Explanation:
Explanation
Option D is the correct solution because it directly satisfies all three core requirements: data source registration, metadata-based attribution, and end-to-end audit logging, while remaining service-agnostic and scalable across internal and external data sources.
The AWS Glue Data Catalog is the AWS-native service for registering datasets and managing metadata centrally. It supports structured registration of diverse data sources and enables consistent tagging that can be used to attribute generated content back to its original source. This is essential for GenAI applications that combine multiple datasets and must provide traceability for outputs.
Metadata tags applied within the Glue Data Catalog ensure a consistent attribution framework that downstream systems—such as Retrieval Augmented Generation (RAG) pipelines or evaluation systems—can reference without embedding attribution logic directly in application code.

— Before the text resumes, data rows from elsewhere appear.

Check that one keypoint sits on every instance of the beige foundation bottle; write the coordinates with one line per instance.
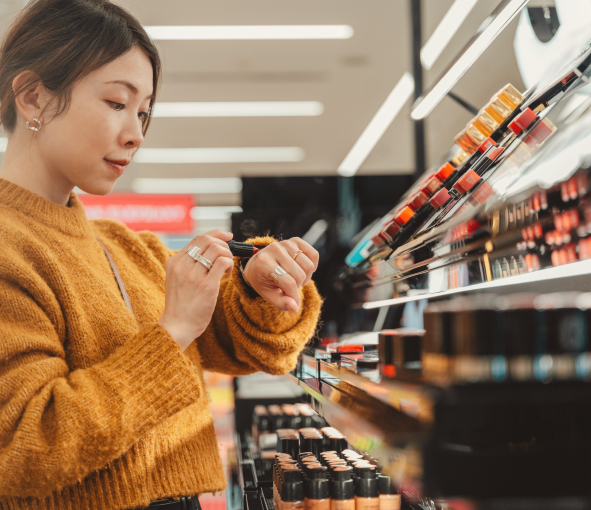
(389, 498)
(367, 489)
(292, 491)
(342, 491)
(317, 490)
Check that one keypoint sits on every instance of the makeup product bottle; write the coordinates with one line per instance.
(367, 489)
(317, 491)
(342, 490)
(389, 498)
(292, 491)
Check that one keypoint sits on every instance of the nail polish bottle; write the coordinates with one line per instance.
(317, 490)
(342, 490)
(389, 498)
(367, 490)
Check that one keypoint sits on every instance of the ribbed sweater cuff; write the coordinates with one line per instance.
(151, 378)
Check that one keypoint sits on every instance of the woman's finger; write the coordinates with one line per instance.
(307, 249)
(307, 266)
(283, 293)
(204, 242)
(280, 256)
(213, 253)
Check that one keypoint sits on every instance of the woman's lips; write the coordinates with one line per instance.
(117, 166)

This improves maintainability and governance.
AWS CloudTrail provides immutable audit logs of API activity across AWS services, including data access, metadata changes, and pipeline interactions. CloudTrail logs are critical for compliance and regulatory review because they capture who accessed which data, when, and through which service. This satisfies the requirement to maintain audit logs "throughout the pipeline," not just at storage or application layers.
Option A introduces Lake Formation, which is primarily intended for fine-grained data lake permissions and is not required solely for traceability. Option B relies on CloudWatch Logs, which does not provide authoritative audit logging across services. Option C limits audit scope to S3 access and does not register or govern all data sources comprehensively.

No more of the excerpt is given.